A lesbian-identified baker in Michigan has unwittingly highlighted an important point about free speech and the conscience rights of cake artists. And a certain Christian baker in Colorado wants everyone to know that he agrees with her.

April Andersen is the owner of the Good Cakes and Bakes shop in Detroit, Michigan. She is also a lesbian. Recently she made news when she received a request to bake a cake with the message, “Homosexual acts are gravely evil. (Catholic Catechism 2357).”

Andersen chose not to inscribe that message on the cake.

“I didn’t mind making the cake, but I also felt his purpose in ordering the cake was he wanted to troll us and to say we were being discriminatory to him. That’s exactly what he wanted,” she said. “I know there have been cases where LGBTQ have sued bakeries for not making wedding cakes and all the courts say if you provide a service, you can’t discriminate. We make cakes. I can’t discriminate and say I won’t make the cake, but I can choose not to write homophobic comments.”

She went ahead and created a cake for the person requesting the message but changed the decoration from the requested message to multi-colored rainbows in a show of support for homosexuality, but completely contrary to what the customer ordered.

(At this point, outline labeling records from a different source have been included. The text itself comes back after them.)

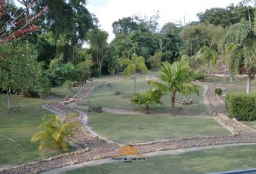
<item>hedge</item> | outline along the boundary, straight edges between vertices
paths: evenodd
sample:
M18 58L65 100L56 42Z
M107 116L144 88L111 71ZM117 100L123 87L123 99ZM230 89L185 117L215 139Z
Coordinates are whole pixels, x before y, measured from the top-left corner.
M226 107L230 118L239 121L256 120L256 93L228 93L226 96Z

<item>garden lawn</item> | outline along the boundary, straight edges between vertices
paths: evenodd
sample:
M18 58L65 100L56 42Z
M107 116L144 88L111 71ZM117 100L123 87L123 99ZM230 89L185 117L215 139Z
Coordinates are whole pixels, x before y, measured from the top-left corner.
M204 80L204 82L208 82L208 77L205 76L205 79ZM233 84L233 85L245 85L245 88L246 87L247 84L247 77L237 77L236 81L230 81L229 77L226 77L226 82L224 82L224 77L217 77L215 76L210 76L210 82L213 84ZM256 86L256 81L252 80L251 81L251 86Z
M208 173L256 167L256 146L229 146L176 155L146 158L145 161L86 167L65 174Z
M9 110L6 95L0 94L0 167L26 163L53 155L42 154L38 150L38 144L30 142L33 134L39 130L43 116L49 113L41 107L47 101L16 95L12 98L15 108Z
M251 127L253 129L256 129L256 121L241 121L246 126Z
M134 110L144 110L144 106L138 107L138 106L130 103L131 97L134 94L134 80L130 78L121 78L117 80L110 82L112 86L98 87L97 86L90 97L78 102L77 103L81 105L93 105L103 107L128 109ZM147 84L144 75L137 77L137 93L147 92L150 89L150 85ZM203 90L200 88L201 94ZM115 91L123 91L119 96L115 96ZM199 96L192 95L187 98L192 98L194 103L191 105L183 105L179 103L179 101L183 98L183 96L177 94L176 108L176 113L180 114L196 115L205 114L207 109L203 102L201 94ZM162 99L163 105L157 105L154 107L156 112L170 111L171 97L165 96ZM151 108L152 109L152 108Z
M88 113L88 115L93 131L119 143L230 133L210 118L106 113Z
M80 87L73 88L73 89L71 91L71 94L68 97L71 97L75 96L77 92L77 91L79 90L79 89ZM64 98L66 96L66 93L62 86L52 88L51 89L51 94L63 98Z

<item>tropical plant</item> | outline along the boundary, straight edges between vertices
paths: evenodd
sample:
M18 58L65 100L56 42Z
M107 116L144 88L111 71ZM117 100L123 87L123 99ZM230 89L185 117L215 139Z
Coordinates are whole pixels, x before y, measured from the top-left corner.
M150 64L151 69L156 70L161 66L161 59L163 56L163 53L158 52L155 53L154 56L151 56L148 61Z
M90 67L93 65L93 62L90 59L85 60L80 62L77 65L79 80L80 81L86 82L86 80L89 78L91 73Z
M180 61L171 65L167 62L162 64L159 73L161 82L150 80L152 90L158 90L162 94L168 94L171 98L171 110L174 113L174 107L177 92L189 96L192 93L199 94L199 86L191 84L193 74L188 71L188 64Z
M158 90L149 90L147 93L135 94L131 100L131 102L139 106L146 105L146 113L149 114L150 106L162 103L160 100L161 95Z
M230 50L229 72L233 79L237 73L247 76L246 93L250 91L251 80L256 71L256 41L254 31L248 21L242 21L230 26L219 44L222 54L230 43L235 45Z
M131 55L131 59L125 58L121 60L120 64L122 66L127 65L123 71L124 76L133 74L134 79L134 93L136 93L136 73L140 72L146 73L147 72L143 57L138 56L135 53Z
M233 43L230 43L228 44L226 48L225 48L225 52L224 52L224 55L222 55L221 56L221 61L222 63L224 64L224 82L226 82L226 77L227 74L227 69L228 67L228 63L229 61L231 58L231 56L232 55L232 52L234 51L234 49L235 48L236 45L234 44Z
M67 118L77 117L76 114L69 114ZM72 136L79 124L75 122L62 123L56 115L45 115L43 119L44 122L40 126L40 130L35 134L31 138L31 142L40 142L38 148L58 150L67 151L69 144L65 142L65 139Z
M0 88L6 92L9 108L13 108L11 93L35 87L40 73L36 53L27 42L6 42L0 44Z
M74 84L70 80L67 80L63 84L63 88L66 93L66 97L64 100L66 100L68 98L68 96L71 95L71 90L73 88L73 85Z
M66 80L74 80L77 78L78 70L70 61L67 64L59 64L54 70L56 78L62 82Z
M215 65L218 60L218 53L207 46L202 47L199 50L199 56L203 64L207 64L207 75L210 81L210 65Z

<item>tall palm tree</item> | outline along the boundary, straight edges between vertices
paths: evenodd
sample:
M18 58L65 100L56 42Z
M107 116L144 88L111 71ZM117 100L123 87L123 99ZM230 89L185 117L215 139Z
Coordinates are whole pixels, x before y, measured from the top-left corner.
M71 118L76 115L69 114L66 118ZM45 115L43 119L45 122L40 125L40 131L31 138L31 142L39 141L38 148L40 150L46 148L66 151L68 144L64 142L64 139L72 135L74 128L79 124L74 122L62 123L57 115L53 114Z
M191 84L192 75L188 71L188 64L184 61L176 61L171 65L169 63L164 62L159 73L161 81L150 80L148 84L151 85L152 89L156 89L162 94L170 95L172 113L174 113L177 92L184 96L199 94L199 86Z
M131 59L125 58L121 60L120 64L122 66L127 65L123 71L124 76L134 75L134 93L136 93L136 73L140 72L146 73L147 67L145 65L145 59L143 56L138 56L135 53L131 55Z
M225 66L224 82L226 82L226 77L227 74L227 69L228 67L229 61L230 59L230 56L232 55L232 52L235 48L235 46L236 45L234 44L233 43L230 43L230 44L229 44L228 45L226 45L225 49L224 55L222 55L222 56L221 56L222 63L223 63Z
M246 93L250 91L251 80L256 71L256 40L248 21L230 26L220 42L218 48L224 53L230 43L235 45L229 61L229 72L233 78L236 73L246 73Z
M208 81L210 81L210 65L215 65L218 60L218 53L207 46L203 46L199 50L199 56L203 64L207 64Z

Andersen received a nod of support from a surprising source – Jack Phillips, the Christian owner of Masterpiece Cakeshop in Lakewood, Colorado, who won a U.S. Supreme Court victory in his battle over artistic conscience and the messages he chooses to portray with his one-of-a-kind cakes. Phillips penned an op-ed for Newsweek in which he draws the parallels between her case and his.

“In my more than 25 years as a cake artist, I’ve kept a simple policy: I serve everyone, but I cannot create cakes that express every message or celebrate every event,” he wrote.

Phillips says that’s exactly what Andersen believes, and he supports her right to run her business that way.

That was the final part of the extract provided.